The sequence began when the Mets shifted Brooks to shortstop. Since they already had a young third baseman in Tim Wallach, the Expos saw enough of Brooks at the position to believe they could live with him playing the position for an entire season and trade Carter to get him.
One move led to another and the reasoning behind it wasn't as simple as an immediate upgrade.
Could a similar machination be in place now as the Mets sent 20-year-old pitcher Jenrry Mejia down to Double A to begin the process of returning to the starting rotation? As they recalled flamethrowing righty Bobby Parnell to replace Mejia in the bullpen?
Are the Mets preparing for a future of their own with Mejia in the starting rotation and Parnell in the bullpen? Or do they have something else in mind? Are they giving Mariners GM Jack Zduriencik some basis to accept a trade centered around Mejia and Parnell (and presumably Fernando Martinez)...for Cliff Lee? The Mets are steadfastly and smartly refusing to trade the blossoming Jonathon Niese in a deal for a starter; but Mejia may be in play.
Let's say the Mets put that package together for Lee and Ryan Rowland-Smith, would it be worth it? Would Mejia and Martinez and all their developing abilities be an acceptable trade-off for the chance to put together a rotation of Johan Santana; Lee; Mike Pelfrey; and Niese? That rotation along with the return of Carlos Beltran to the lineup would create a championship-quality team.
Ancillary factors such as Lee's signability have to be taken into account; but I guarantee you if the Mets get Lee, they'll do the equivalent of shutting the door behind him, locking it and tell him that he's not leaving now or ever.
I'd hate to lose Mejia's arm, but as we've seen with other young phenoms such as Joba Chamberlain, you never know what's going to happen with a celebrated prospect; never know how long it's going to take for them to develop if they develop at all.
You have to give in order to get and getting Cliff Lee would create thunderbolts and a lightning storm across the New York City skyline that would elicit terror across the entire National League.
It might win the Mets the World Series.
The scourge of Brian Cashman's tenure as Yankees GM outdueled Roy Halladay yesterday.

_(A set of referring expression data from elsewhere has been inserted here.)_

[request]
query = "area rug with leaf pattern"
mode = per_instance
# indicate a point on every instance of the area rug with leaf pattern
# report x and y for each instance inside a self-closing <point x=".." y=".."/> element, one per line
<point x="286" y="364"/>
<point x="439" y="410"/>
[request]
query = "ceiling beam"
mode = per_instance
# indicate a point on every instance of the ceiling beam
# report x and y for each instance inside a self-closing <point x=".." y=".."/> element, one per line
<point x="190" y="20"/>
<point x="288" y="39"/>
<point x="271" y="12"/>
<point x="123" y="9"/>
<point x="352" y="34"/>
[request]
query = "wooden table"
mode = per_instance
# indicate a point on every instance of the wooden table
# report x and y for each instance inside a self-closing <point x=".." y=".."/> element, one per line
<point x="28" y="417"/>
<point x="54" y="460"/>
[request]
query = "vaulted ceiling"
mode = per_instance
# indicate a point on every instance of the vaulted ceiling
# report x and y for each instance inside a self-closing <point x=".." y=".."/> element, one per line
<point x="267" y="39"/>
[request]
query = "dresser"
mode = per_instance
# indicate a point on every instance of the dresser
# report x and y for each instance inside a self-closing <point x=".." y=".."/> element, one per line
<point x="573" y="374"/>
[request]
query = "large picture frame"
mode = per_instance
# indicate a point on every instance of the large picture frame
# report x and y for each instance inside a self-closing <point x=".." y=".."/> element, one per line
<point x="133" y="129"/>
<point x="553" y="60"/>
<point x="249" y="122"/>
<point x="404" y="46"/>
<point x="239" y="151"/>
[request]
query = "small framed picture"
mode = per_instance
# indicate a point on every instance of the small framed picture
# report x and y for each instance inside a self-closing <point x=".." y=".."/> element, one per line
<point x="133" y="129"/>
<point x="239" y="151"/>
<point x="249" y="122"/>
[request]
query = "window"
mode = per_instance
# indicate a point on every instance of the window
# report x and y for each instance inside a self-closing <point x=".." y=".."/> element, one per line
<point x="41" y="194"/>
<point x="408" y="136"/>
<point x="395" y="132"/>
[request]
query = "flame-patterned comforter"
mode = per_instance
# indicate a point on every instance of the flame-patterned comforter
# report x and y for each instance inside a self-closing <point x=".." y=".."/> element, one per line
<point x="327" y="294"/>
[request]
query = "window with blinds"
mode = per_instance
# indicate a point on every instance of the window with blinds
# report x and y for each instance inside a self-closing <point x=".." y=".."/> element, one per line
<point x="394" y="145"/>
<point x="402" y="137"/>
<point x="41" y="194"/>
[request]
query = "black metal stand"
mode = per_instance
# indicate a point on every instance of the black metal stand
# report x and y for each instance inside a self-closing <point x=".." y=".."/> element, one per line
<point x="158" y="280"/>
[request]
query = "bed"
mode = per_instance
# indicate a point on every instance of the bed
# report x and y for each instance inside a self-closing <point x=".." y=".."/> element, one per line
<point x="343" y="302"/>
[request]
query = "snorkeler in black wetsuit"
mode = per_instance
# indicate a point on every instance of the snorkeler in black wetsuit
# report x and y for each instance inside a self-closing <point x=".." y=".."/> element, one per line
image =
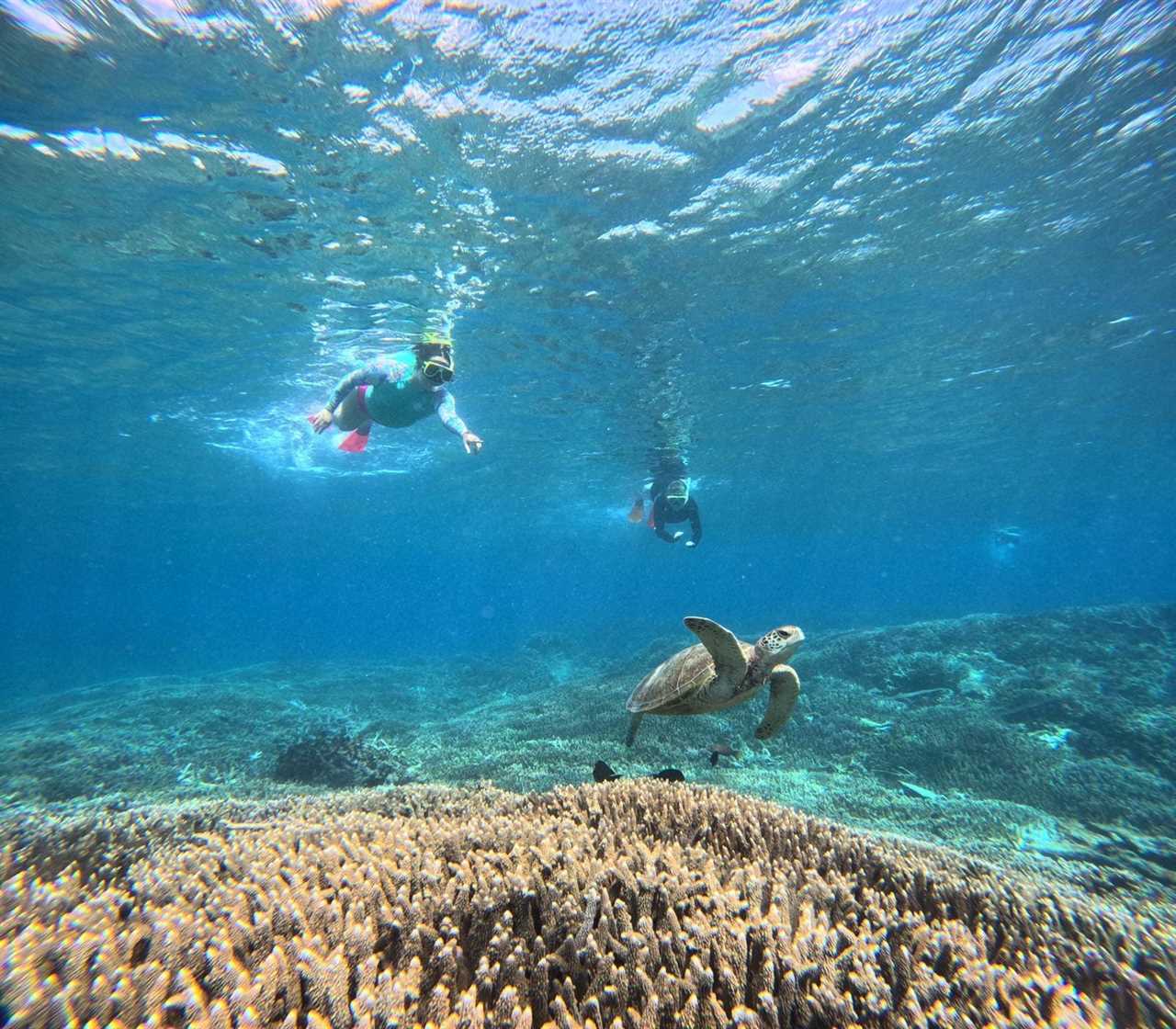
<point x="673" y="503"/>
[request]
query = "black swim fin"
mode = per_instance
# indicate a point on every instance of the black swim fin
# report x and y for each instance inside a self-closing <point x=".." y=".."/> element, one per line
<point x="603" y="773"/>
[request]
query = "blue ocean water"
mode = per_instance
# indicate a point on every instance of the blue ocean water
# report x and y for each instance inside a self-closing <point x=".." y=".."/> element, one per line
<point x="897" y="280"/>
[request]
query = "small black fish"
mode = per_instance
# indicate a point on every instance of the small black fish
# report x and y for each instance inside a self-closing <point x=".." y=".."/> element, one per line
<point x="720" y="748"/>
<point x="603" y="773"/>
<point x="669" y="775"/>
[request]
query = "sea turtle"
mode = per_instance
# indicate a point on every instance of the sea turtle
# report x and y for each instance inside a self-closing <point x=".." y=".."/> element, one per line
<point x="720" y="673"/>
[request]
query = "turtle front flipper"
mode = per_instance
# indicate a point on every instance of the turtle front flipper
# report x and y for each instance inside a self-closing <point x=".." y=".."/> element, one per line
<point x="785" y="685"/>
<point x="634" y="725"/>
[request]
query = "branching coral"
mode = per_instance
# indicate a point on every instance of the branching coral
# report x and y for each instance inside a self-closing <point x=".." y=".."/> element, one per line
<point x="630" y="906"/>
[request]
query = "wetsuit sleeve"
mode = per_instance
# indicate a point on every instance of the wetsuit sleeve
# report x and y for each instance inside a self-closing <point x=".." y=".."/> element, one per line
<point x="368" y="375"/>
<point x="695" y="524"/>
<point x="447" y="411"/>
<point x="660" y="521"/>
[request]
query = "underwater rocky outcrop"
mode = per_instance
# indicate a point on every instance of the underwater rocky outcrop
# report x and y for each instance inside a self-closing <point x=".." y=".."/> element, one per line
<point x="633" y="906"/>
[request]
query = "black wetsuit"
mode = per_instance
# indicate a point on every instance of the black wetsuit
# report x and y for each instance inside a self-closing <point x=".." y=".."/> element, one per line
<point x="663" y="513"/>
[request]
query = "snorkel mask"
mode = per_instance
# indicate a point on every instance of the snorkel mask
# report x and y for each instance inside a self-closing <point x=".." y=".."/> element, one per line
<point x="677" y="492"/>
<point x="437" y="366"/>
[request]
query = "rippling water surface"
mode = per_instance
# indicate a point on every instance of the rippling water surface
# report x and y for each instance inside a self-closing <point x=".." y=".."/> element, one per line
<point x="885" y="272"/>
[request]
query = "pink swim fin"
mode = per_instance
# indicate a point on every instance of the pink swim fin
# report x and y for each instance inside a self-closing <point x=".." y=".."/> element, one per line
<point x="354" y="442"/>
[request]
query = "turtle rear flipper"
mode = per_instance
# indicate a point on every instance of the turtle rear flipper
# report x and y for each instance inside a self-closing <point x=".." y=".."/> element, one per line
<point x="722" y="646"/>
<point x="785" y="687"/>
<point x="634" y="725"/>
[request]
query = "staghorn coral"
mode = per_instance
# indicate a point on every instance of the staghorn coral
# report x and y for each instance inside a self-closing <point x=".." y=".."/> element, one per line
<point x="627" y="906"/>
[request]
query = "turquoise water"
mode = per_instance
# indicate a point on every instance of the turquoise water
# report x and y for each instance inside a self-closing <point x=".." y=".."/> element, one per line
<point x="891" y="282"/>
<point x="893" y="277"/>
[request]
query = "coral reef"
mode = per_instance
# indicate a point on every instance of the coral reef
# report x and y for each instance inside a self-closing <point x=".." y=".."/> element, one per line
<point x="336" y="759"/>
<point x="1012" y="738"/>
<point x="634" y="906"/>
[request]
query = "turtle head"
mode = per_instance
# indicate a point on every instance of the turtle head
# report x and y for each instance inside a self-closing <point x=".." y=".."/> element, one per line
<point x="779" y="646"/>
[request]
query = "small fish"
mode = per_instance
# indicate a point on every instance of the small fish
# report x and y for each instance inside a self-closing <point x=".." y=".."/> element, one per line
<point x="721" y="748"/>
<point x="669" y="775"/>
<point x="603" y="773"/>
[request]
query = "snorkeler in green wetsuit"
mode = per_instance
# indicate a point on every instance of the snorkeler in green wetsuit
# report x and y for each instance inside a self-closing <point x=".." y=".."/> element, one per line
<point x="397" y="390"/>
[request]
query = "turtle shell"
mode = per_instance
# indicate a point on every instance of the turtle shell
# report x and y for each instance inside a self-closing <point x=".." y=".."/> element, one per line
<point x="675" y="679"/>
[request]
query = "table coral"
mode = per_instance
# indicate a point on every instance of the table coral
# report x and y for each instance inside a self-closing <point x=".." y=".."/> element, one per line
<point x="629" y="904"/>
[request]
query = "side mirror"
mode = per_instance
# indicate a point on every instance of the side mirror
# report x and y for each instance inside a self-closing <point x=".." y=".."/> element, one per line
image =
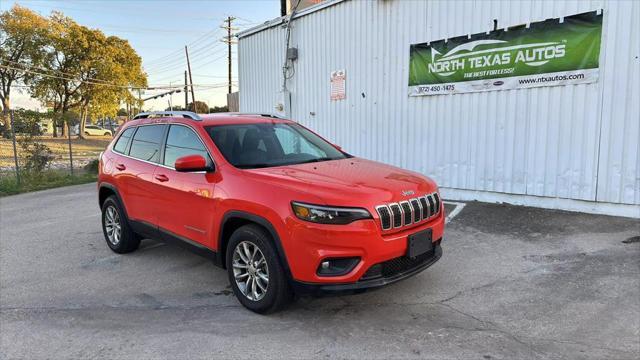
<point x="192" y="163"/>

That's right. Carl Pavano, now of the Twins, went into Philadelphia and pitched a complete game 4-hitter against a Phillies team that appeared to have shaken themselves out of the month-long slumber at the plate with 32 runs in the prior four games.
Who can explain it?
Who can say why Pavano was such an ambivalent $40 million nightmare for everyone with whom he had any dealings whatsoever during his tenure with the Yankees?
And who can say why he was able, on 105 pitches, to efficiently dispatch that Phillies team while only striking out 2 batters?
Not only is Pavano pitching well, he's been durable and determined looking like an entirely different person than the guy wearing the Yankees uniform who wanted to go to the beach and chase girls rather than earn his paycheck.
The only person to blame for Carl Pavano's lost years as a Yankee is Carl Pavano; no one quibbled with the Yankees signing him and those that chortled at the way he fell apart, the Red Sox, Tigers and Mariners were prepared to offer him as much if not more money than the Yankees did----they got lucky that he spurned them.
It's sickening when a big name acquisition fails in a certain venue then turns around and regains elsewhere that which made him a sought after commodity to begin with, but all you can do is shrug it off. Pavano's become an integral part of the Twins starting rotation and he pitched a masterpiece yesterday. It's part of baseball.